How I wish he hadn't...perhaps the perpetrator would have revealed himself. So, not only am I:

1) Grumpy
2) Unapproachable

BUT:

3) DISLIKED.

And, at my old school no less. Where, mind you, I was once the KOT. Once...long ago...a whole year and a half ago...

I think I've made a concerted effort over the years to be funny, jovial, adept at conversation, with the ultimate goal of being WELL-liked. But now it seems that I have achieved mostly the opposites of those goals (if my female dealings of late are any example). See the characteristics above for reference.

Though...

There is something amusing about being disliked. The very idea that if my name came up, at least one person would immediately reply "I don't really care for him," is pleasurable in an inverse sort of way. There's really no in-between there. To that person, I am how I would describe an unsavory vegetable: "I don't much care for peas."

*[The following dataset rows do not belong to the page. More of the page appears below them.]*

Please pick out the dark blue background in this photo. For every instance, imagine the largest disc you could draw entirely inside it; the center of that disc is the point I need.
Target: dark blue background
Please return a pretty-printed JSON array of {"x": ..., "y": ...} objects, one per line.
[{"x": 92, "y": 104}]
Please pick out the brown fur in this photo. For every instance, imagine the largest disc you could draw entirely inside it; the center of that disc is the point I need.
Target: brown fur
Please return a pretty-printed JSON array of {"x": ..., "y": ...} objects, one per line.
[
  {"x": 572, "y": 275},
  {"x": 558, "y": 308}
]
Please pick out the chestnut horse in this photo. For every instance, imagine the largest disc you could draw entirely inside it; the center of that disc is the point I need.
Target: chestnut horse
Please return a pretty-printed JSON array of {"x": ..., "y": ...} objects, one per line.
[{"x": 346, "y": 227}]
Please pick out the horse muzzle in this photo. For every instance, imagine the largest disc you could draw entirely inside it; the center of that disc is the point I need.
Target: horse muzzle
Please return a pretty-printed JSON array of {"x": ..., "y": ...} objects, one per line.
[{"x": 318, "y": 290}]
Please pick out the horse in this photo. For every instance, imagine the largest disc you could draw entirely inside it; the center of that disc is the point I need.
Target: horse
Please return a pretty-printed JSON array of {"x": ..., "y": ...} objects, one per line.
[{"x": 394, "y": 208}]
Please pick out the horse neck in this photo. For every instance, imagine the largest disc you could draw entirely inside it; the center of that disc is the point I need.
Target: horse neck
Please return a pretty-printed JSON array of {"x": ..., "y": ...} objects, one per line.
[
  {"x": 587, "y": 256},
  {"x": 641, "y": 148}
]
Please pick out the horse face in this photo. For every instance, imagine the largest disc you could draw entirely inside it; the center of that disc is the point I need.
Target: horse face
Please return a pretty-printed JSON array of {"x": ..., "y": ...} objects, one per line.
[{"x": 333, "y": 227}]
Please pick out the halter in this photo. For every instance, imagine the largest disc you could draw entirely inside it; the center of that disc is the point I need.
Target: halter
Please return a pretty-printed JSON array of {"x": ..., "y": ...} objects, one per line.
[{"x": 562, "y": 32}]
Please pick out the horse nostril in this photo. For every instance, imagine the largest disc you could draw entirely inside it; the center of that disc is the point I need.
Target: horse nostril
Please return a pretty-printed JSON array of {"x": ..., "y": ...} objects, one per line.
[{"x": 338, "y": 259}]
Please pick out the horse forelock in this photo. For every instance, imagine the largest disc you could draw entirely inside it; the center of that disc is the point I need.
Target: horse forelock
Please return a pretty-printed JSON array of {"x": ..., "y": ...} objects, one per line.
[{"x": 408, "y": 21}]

In the same way, "You don't seem like a very happy person" must have been conceived through a series of meetings with me. I must have been a real asshole. And everyone knows that someone who treats people in an asshole-ish manner is really working something out about themselves that they don't like, so I must be unhappy.

It's all very...flattering really.

These are seemingly simple statements about me, but there's a littany of judgment passage that goes into them. In essence, I've been thought over in a very detailed way to come to these conclusions. I'm starting to think that maybe it's better than saying "Oh, Mike? Yeah, he's cool," or my absolute least favorite: "He's nice."

"Nice" people don't do anything for anybody save the opportunity for practicing small-talk...

...to use on other "nice" people.

So goddammit, I'm honestly pleased that I'm still occupying a place in a few people's minds. And no, I'm not reveling in being berated. It hurts a little when people clue you into your faults. Especially if you don't know who they are.

But it's about damn time I'm the asshole. I'm the "nice" guy to most people already.